- Dollar-based investors recycling `trapped' naira into stocks
- Currency policy overshadows `root and branch' political reform
Nigerian foreign-exchange controls are undermining political reforms by President Muhammadu Buhari and making the country “uninvestable” for buyers who measure returns in dollars, Exotix Partners LLP said.
The reorganization of the state oil company’s structure, changes to the nation’s bureaucracy and Buhari’s efforts to curb corruption all point to “root and branch” changes to the country’s governance structures, Hasnain Malik, head of frontier markets strategy at London-based Exotix, said in an interview in Nairobi, the Kenyan capital.
“All of that is a pretty powerful political and governance reform story,” he said. “It’s undermined from a foreign institutional investor standpoint by a very repressive economic policy and specifically a currency policy.”
The Nigerian central bank has pegged the naira at 197-199 per dollar since March last year, and restricted trading in foreign currencies, making imports more costly for a nation that’s a net importer of refined fuel and food. Importers struggle to access foreign exchange at the official rate, with the naira falling to around 320 on the black market.
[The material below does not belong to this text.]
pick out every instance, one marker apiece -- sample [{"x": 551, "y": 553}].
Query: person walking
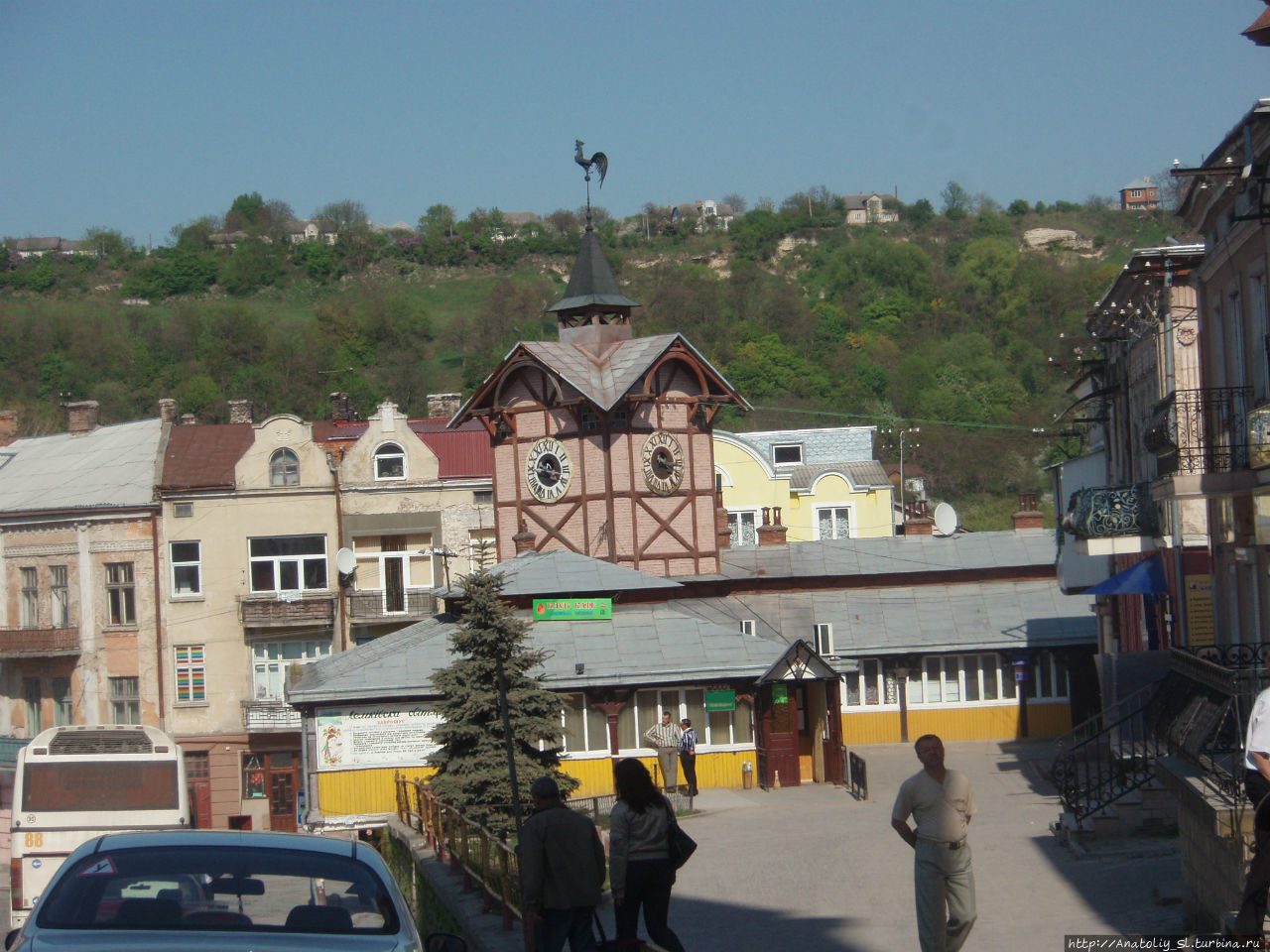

“If you’re a dollar-based investor you can’t get over the fact that you could see either a major deterioration in the dollar value of your investment or your investment may be stuck,” Malik said.
The Nigerian stock exchange’s All Share Index has lost 14 percent of its value this year alone. Share-trading volumes plunged to a seven-year low in the first quarter, as foreigners shun the market while they wait for a devaluation of the naira and as the country’s economy grows at its slowest pace in 17 years. Volumes have recovered in the past two weeks as companies have paid out dividends and those who are prevented by the foreign-exchange policy from repatriating their funds are reinvesting, said Ali Khalpey, head of equities at Exotix.
“A lot of our clients have got trapped naira sitting in Nigeria, so now we see recycling of that naira back into the equities market,” Khalpey said. “There is no point sitting in a foreign-currency line not knowing when you are going to get given your FX. You may as well buy the stock that you like over the long-term and hold it.”
While the amount of investor funds trapped in the country is unknown, it’s increasing, Khalpey said.
“People aren’t allowed to take their dividends out,” he said. “Clearly that number is growing on an daily basis.”
Nigeria risks being kicked out of the MSCI Frontier Markets Index by the end of the month because of the currency controls. If the New York-based organization decides to exclude Nigerian stocks, the country could see about $480 million of equity investments exit, Oscar Onyema, the chief executive officer of the Nigerian Stock Exchange, said in an interview on Tuesday.
With the backing of Buhari, the central bank has rebuffed demands that it devalues the naira, a sore point for many in the market. “There comes a point when he needs to understand that the whole country has already devalued,” said Kato Mukuru, Exotix’s head of equity research.